Photo by Ivan Vranić on Unsplash https://unsplash.com/@hvranic

Design For Failure

On November 2, 2020, Cloudflare had an incident that impacted the availability of the API and dashboard for six hours and 33 minutes.
Amazon Web Services (AWS) had a widespread outage in US-EAST-1 on November 25, 2020, which impacted thousands of third-party online services for several hours.
A 45 minutes outage in google cloud December, 14 2020, caused by their global authorization system.

These are some examples of infrastructure outage at major cloud companies in a period of only six weeks.
These outages had severe impact on many companies. The impact could range from being complete off-line to not being able to send mail, but it shows the dependency you can have on other systems.
And not only the outage of third party components, but also of your own services can have catastrophic impact on your system.

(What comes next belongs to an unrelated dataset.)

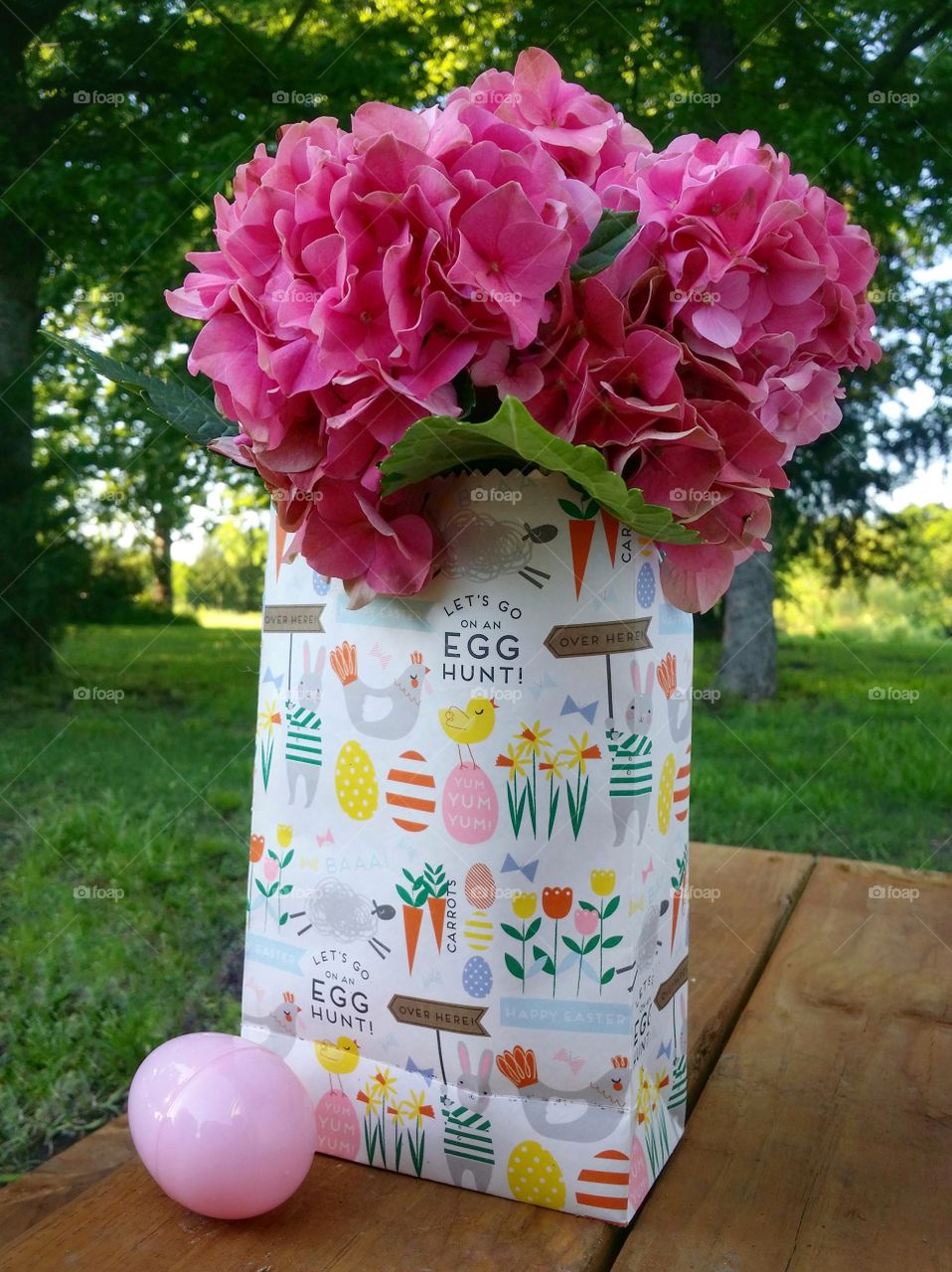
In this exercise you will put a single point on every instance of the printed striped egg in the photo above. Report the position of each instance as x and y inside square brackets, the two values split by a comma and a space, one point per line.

When using the principle “Design for Failure” your system should be able to react to outages and failures of other components.
Ideally it would be highly fault-tolerant where the system would run with full functionality, even when things are failing.
This is the case for the power supply of a data center. When the primary power supply goes down, aggregates take over the complete power supply for the data center.

This can be very difficult or expensive so most of the time you have to choose gracefull-degradation where the most important functionality will be available. To stick with the example of power supply, in a hospital the backup aggregates will only support the most important functions like the ICU and operating theaters.

An example in software development is designing, building or changing a system for ordering photos
You can imagine this will consist of

An authentication component;
A CDN for storing the photo’s;
A frontend for showing and searching photo’s;
Cloud VM’s as Web servers;
A stock component;
A payment component;
An ordering component;
A Cloud Database.

You should think about these risk you have to mitigate:

risk	mitigation
The authentication component is down	Still serve viewing of the photo’s
Network traffic is getting out of hand	Serve photo’s with lower quality
Database is down	Geo redundant databases takes over
A web server is going down	A load balancer route traffic to the healthy servers
Can I do zero downtime deployments	A load balancer and a redundant database
Stock component is down	Ordering component still accepts orders, even if out of stock
Payment component is down	Ordering component still accepts orders, pay with invoice
Ordering component is down	Users can tag interest in photo’s, so they can order later

As you can see, the design is not only limited to the software, but also has impact on infrastructure (and maybe hardware). Even the way you deploy your applications must be designed with no (or limited) downtime in mind.

Another important factor is build or buy. For instance Auth0 has an uptime > 99.99%. Are you able (skills, time and money) to build an authorization with the same uptime?

For building your own components I will describe some common patterns/best practices building and operate a high available system and how it should interact with other components. Because each topic deserves an article on his own, I will only scratch the surface of topic.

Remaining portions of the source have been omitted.